Forcing five straight Denver misses and a shot-clock violation, the Warriors needed a little more than two minutes to expand the lead to 10 (80-70). Though the Nuggets didn’t capitulate, they never got close to tying or regaining the lead.
“When we string together some stops and we get a little lead I think that kind of breaks the back of their team, especially if they’ve been shooting the ball well,” Kevin Durant said. “If it’s late in the game and we put together three or four stops in a row that deflates them a little bit. Tonight we had to do that.”
It wasn’t that the defense needed to bail out poor offense. With Draymond Green posting his second triple-double of the season, with 15 points, 10 rebounds and 13 assists, the Warriors (30-5) played solid, balanced offense, recording 33 assists and getting double-digit scoring from all five starters, as well as Ian Clark off the bench.
“That’s pretty much our team, right there, where you don’t need one guy to go off every night,” Green said. “It’s pretty spread out, and we’re very dangerous when it is like that.”
The Warriors shot it well, at 52.6 from the field, including 44 percent from 3-point distance. There was a rebounding deficit (48-43), which was offset by the Warriors forcing two more turnovers, and scoring six more points off giveaways.

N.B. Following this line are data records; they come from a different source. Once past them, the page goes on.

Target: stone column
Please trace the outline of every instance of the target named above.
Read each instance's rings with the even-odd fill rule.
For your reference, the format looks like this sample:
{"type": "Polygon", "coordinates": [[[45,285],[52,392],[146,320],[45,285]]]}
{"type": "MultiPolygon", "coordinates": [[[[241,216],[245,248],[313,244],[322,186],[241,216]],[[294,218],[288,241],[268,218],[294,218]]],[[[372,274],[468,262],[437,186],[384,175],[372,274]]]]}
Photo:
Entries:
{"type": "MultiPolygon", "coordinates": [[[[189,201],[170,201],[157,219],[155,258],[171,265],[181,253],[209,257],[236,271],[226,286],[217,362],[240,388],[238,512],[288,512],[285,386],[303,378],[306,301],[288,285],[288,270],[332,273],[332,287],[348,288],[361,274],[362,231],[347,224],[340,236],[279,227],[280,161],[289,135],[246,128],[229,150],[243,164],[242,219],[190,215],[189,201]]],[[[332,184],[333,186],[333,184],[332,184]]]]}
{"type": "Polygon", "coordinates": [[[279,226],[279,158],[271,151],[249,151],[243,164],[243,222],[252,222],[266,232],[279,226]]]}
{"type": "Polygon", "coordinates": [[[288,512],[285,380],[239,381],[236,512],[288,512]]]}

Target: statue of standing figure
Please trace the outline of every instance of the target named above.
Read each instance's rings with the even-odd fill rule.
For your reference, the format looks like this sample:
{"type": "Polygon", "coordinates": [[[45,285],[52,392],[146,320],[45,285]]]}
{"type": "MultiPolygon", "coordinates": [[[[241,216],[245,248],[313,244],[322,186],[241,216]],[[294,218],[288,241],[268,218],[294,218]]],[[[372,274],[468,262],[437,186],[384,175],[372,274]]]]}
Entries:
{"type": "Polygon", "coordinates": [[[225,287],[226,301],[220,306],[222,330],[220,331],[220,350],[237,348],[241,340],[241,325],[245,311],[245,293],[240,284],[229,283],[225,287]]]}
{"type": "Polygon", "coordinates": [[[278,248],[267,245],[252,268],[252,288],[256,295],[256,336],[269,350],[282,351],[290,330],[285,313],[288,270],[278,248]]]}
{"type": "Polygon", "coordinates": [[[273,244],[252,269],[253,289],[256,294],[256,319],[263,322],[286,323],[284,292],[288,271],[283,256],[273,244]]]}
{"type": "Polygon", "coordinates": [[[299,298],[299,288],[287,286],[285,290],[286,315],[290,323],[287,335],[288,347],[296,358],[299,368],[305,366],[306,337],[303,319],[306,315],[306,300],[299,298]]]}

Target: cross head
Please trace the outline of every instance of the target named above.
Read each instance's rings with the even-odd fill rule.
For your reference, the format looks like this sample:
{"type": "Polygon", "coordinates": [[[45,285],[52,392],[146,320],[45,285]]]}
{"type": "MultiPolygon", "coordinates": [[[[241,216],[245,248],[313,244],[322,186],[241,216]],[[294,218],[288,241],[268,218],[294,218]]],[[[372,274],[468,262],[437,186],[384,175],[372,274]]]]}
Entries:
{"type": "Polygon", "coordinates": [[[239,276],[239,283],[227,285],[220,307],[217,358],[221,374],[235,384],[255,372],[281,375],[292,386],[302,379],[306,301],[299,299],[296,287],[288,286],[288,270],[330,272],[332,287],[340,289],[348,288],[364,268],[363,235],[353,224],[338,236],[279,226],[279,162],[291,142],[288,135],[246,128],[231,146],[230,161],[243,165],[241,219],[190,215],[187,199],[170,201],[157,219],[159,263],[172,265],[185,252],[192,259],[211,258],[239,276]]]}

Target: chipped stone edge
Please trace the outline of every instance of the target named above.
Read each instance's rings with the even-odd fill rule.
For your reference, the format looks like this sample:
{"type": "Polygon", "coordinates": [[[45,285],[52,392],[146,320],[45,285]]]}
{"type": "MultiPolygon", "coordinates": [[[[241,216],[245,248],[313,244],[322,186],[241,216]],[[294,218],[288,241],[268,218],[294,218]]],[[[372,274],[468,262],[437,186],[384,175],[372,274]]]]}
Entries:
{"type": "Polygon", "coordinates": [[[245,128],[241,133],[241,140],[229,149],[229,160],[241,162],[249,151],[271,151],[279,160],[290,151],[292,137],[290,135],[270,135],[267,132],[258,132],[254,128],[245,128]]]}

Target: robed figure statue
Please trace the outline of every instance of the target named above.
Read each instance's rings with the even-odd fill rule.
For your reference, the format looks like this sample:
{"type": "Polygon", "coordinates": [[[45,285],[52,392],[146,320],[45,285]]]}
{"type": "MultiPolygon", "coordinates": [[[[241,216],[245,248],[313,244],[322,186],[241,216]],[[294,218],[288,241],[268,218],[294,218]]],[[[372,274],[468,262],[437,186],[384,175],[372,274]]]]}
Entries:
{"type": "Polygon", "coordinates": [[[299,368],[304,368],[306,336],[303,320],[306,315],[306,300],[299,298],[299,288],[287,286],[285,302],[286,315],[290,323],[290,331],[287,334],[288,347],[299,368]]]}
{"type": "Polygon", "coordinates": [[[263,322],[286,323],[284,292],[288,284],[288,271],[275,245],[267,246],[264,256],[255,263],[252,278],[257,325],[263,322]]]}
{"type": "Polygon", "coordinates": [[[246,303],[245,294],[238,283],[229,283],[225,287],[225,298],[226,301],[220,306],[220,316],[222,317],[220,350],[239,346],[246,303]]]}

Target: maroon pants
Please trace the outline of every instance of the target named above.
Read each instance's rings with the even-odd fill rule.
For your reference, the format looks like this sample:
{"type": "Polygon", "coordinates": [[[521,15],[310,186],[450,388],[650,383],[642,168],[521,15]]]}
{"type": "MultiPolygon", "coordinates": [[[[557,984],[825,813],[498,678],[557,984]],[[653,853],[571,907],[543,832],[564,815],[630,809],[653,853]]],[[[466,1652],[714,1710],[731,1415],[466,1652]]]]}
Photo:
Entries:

But when the threat became real, when Denver (14-20) kept coming, the Warriors went to the reservoir and turned on the defense. They’ve done it many times before. And it generally works.
“You can’t really let that be a habit,” Green cautioned. “You don’t want to build bad habits. We didn’t defend for the first 20 minutes of this game. Then all of a sudden, we turned it up a little bit.
"But I still don’t think we ever got to the point where we need to be on the defensive end. It’s game 35, the beginning of January. We don’t expect everybody to be in playoff form right now or have playoff intensity every night. It’s physically impossible. But the attention to detail has to be there.”
Well, no, it’s not ideal. It’s not likely to work nearly as well against legitimate contenders. On most nights, though, it’s enough for them to walk out of the arena having achieved their primary goal.